2. The applicant found that sequential re-crushing of the separated foam products described herein produced surprisingly large improvements in the culling of talc from flotation concentrates and, therefore, significantly improved the separation of talc and nickel sulfides. The applicant has found that only part of the surface of talc particles causes these particles to attach to air bubbles (i.e. act hydrophobically), and re-grinding of talc particles after the initial grinding stage (performed, for example, when preparing particles for flotation) increases the proportion of talc surface, which has no tendency to such accession. Consequently, the re-grinding of talc particles increases the hydrophilic characteristics of talc and, thus, makes talc particles less buoyant than nickel sulfide minerals, for example, under natural flotation conditions. The term sequential re-grinding means here that this method includes a series of re-grinding steps in the process streams performed at various stages of the process after the initial grinding step, resulting in the particles being subjected to more than one grinding operation.

The subject of the description is the second of these discoveries.

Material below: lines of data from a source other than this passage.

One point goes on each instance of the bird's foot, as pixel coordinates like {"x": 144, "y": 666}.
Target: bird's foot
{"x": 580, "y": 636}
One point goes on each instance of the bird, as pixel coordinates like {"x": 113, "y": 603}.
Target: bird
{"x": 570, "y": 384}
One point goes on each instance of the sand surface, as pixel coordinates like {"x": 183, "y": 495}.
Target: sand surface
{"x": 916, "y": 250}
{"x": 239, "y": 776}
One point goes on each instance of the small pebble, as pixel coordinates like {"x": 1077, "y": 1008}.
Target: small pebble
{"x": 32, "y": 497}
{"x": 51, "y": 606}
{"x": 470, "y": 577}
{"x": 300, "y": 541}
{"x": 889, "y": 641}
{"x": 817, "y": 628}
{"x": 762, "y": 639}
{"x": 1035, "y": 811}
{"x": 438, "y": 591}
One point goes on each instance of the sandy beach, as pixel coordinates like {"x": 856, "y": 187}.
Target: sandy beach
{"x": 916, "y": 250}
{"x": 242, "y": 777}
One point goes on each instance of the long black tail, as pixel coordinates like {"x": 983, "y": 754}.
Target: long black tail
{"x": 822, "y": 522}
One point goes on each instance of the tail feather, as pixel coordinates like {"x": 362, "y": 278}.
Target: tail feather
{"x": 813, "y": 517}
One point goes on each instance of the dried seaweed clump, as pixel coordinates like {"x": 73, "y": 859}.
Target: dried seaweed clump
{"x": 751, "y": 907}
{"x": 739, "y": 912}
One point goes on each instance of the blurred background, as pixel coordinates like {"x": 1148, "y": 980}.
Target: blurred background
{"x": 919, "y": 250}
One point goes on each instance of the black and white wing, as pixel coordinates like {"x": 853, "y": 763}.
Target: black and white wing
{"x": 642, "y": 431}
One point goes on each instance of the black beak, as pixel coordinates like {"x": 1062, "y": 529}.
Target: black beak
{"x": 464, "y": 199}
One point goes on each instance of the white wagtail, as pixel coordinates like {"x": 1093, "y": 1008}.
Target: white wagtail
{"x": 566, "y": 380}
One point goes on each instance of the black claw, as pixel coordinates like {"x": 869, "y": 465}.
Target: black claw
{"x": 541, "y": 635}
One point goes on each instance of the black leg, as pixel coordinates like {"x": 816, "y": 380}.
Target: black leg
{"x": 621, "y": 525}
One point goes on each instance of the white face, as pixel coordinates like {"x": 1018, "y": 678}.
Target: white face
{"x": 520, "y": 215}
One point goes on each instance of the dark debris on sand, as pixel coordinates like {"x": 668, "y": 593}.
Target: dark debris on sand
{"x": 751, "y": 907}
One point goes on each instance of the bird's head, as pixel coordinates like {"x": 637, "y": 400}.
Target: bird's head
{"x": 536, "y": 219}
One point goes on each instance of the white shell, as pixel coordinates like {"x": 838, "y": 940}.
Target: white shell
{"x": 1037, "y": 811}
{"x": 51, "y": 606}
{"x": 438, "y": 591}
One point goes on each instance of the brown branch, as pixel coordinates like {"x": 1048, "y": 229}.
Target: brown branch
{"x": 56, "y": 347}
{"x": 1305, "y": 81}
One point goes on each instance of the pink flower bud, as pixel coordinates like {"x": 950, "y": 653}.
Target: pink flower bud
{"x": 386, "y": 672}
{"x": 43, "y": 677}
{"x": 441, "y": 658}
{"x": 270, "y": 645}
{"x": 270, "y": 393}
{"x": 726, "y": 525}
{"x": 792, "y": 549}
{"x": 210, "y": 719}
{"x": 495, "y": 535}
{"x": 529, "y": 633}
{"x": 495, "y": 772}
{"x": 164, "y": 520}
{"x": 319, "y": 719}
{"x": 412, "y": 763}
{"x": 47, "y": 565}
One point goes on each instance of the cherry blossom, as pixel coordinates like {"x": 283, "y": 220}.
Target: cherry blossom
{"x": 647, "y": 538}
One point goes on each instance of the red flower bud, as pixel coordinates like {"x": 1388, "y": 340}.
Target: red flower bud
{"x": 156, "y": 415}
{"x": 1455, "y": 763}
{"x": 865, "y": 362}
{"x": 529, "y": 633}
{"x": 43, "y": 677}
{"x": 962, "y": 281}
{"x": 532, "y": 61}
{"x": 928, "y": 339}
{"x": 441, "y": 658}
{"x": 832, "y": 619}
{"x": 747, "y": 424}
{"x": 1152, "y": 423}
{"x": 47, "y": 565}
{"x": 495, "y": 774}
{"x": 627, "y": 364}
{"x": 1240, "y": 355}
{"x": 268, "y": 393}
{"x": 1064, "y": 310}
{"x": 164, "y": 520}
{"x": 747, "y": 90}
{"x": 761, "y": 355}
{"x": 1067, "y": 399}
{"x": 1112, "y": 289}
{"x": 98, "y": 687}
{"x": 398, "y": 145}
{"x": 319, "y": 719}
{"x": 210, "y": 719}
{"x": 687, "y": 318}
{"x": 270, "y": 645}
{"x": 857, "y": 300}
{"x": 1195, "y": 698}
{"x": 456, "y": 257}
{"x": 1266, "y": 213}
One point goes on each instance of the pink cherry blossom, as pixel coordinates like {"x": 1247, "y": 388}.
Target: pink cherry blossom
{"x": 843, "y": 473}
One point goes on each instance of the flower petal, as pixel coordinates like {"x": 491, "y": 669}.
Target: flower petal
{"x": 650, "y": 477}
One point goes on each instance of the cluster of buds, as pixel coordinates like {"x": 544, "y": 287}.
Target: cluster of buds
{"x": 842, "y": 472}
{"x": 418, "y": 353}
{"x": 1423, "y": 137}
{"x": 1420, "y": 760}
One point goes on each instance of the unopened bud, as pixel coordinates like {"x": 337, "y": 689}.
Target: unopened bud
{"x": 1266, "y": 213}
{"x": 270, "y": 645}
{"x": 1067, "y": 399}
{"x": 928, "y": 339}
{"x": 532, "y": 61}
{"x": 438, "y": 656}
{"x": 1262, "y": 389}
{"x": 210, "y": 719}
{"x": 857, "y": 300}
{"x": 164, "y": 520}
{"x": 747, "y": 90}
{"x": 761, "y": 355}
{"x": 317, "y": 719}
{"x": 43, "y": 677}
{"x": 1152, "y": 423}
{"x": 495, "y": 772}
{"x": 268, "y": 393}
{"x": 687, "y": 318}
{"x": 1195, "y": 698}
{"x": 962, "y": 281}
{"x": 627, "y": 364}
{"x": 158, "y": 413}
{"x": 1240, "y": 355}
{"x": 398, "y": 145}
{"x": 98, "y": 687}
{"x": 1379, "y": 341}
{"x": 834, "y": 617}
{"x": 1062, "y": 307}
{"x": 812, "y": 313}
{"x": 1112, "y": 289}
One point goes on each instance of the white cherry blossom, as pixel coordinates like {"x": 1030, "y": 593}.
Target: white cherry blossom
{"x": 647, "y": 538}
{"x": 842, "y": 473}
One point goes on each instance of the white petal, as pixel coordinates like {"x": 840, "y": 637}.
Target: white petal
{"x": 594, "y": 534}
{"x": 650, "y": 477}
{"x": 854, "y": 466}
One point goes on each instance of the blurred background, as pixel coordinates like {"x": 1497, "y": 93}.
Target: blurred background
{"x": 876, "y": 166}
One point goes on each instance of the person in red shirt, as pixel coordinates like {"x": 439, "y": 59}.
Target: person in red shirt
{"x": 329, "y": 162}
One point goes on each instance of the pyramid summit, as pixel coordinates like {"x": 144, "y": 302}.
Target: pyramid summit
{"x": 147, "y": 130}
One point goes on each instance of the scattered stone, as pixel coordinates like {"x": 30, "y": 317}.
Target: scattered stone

According to the present invention, a method is provided for recovering nickel-containing sulphides from mined ores or concentrates of mined ores that contain talc, where the method comprises treating a suspension of mined ores or concentrates of mined ores in at least one flotation stage, and the method further comprises sequential regrind described here, the particles in this suspension.

- 1 018909

These ores or ore concentrates may contain only talc ores or ore concentrates, or a mixture of non-talc and talc ores and ore concentrates.

Preferably, this method comprises separating this suspension based on the particle size into the coarse particle flow and the fine particle flow, and processing each process flow in the above-described flotation stage, whereby this method comprises the flotation stage of the coarse particles and the flotation stage of the fine particles.

Preferably the stream of fine particles contains particles less than 40 microns.

Preferably, this method comprises processing a stream of coarse particles of the method and a stream of fine particles of the method from the respective flotation stages in at least one purification chain.

Preferably, this method comprises processing a stream of coarse particles of the method and a stream of fine particles of the method in separate stages of primary flotation without returning the concentrate or residues to the cells of the primary flotation.

Preferably, this method comprises sequential regrinding of the particles, as described herein, in at least one of the method streams.

Preferably, this method comprises purifying the concentrate stream from the primary flotation cells of the flotation stage of the coarse particles in the front cleaning chain.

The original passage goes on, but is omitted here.